Kerumunan hingga pelanggaran protokol kesehatan (prokes) terjadi dalam kegiatan Pengukuhan Tim Percepatan Akses Keuangan Daerah (TPAKD) di Pulau Semau, Kabupaten Kupang, Nusa Tenggara Timur (NTT), pada Jumat (27/8). Kasus ini terus menuai sorotan publik.
Diketahui pengukuhan TPKAD tersebut dihadiri Gubernur Viktor Bungtilu Laiskodat, hingga hampir seluruh kepala daerah seperti Bupati dan Walikota se-NTT.
Peristiwa kerumunan tersebut terdokumentasi dalam bentuk foto dan video yang beredar luas di masyarakat melalui jejaring media sosial.
Koordinator Tim Pembela Demokrasi Indonesia (TPDI), Petrus Selestinus, menyebut, pertemuan tersebut merupakan sikap pembangkangan terhadap kebijakan pemerintah pusat, mengkhianati Instruksi Gubernur NTT, rasa keadilan publik, dan masuk kategori sebagai tindak pidana.
"Ini jelas perilaku yang tidak pantas, tidak patut dicontoh bahkan mereka tidak layak dipercaya lagi. Jika pada Pilkada 2024 mereka maju lagi dalam pencalonan pilkada periode berikutnya, karena warga NTT sudah mencatat semua yang terjadi," kata Petrus kepada Alinea.id, Minggu (29/8).
Menurut dia, kerumuman tersebut juga ibarat Gubernur Viktor Laiskodat menjilat ludahnya sendiri. Alasannya, sudah mengeluarkan instruksi untuk PPKM berlaku sampai 6 September 2021.
Di mana instruksi itu mengikat seluruh warga NTT, dan siapa pun yang berada di NTT termasuk para pejabat daerah wajib hukumnya untuk ditaati.
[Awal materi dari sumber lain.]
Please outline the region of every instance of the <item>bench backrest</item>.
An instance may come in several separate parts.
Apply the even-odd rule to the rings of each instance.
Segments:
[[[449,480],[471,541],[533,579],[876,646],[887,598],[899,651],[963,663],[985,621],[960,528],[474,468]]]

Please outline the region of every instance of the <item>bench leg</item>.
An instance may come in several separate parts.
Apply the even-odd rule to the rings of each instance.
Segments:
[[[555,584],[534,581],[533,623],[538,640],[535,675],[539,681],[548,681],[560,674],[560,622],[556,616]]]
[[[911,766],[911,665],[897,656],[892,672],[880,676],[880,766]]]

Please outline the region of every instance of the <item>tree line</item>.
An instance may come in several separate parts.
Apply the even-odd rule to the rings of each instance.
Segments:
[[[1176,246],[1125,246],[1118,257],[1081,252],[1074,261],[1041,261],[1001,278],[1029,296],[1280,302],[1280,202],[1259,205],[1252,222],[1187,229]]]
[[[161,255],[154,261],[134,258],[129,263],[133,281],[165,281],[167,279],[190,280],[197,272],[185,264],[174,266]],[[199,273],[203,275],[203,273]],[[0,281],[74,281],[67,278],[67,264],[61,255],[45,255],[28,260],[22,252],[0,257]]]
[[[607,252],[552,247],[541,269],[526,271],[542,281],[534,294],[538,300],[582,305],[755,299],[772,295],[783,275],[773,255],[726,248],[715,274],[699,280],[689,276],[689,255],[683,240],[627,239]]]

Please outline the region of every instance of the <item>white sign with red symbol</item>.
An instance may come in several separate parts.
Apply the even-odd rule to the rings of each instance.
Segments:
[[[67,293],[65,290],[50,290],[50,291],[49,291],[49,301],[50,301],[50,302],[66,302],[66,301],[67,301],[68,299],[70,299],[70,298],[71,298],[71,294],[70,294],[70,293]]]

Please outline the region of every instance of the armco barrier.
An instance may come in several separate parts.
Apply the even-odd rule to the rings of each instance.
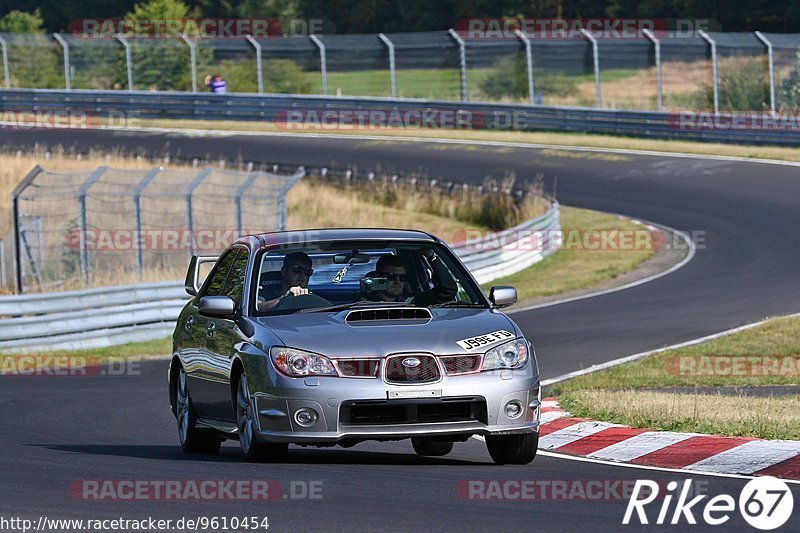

"Namun yang terjadi justru mereka secara berjamaah menjilat ludahnya sendiri. Anehnya bupati-bupati se-NTT yang hadir, nampak seperti kerbau dicocok hidung yang mau saja digiring, tanpa ada yang berani menyatakan protes atau keberatan atau secara santun ingatkan Gunernur NTT bahwa ada Instruksi Kapolri dan peraturan perundang-undangan yang harus ditaati," tegasnya.
Dia meminta, kapolres di NTT untuk memproses bupati-bupati di wilayah hukum polres masing-masing, membantu Kapolda NTT dalam mewujudkan penegakan hukum yang presisi dan berkeadilan, sesuai dengan visi dan misi Kapolri Jenderal Listyo Sigit Prabowo.
Menurutnya, landasan hukum untuk Kapolda NTT dan jajarannya bertindak, yaitu Peraturan Perundang-Undangan dan lebih khusus lagi Instruksi Kapolri dalam Surat Telegram terkait Penegakan Protokol Kesehatan Covid-19, No. : ST/3220/XI/KES. 7./2020 tanggal 16/10/2020.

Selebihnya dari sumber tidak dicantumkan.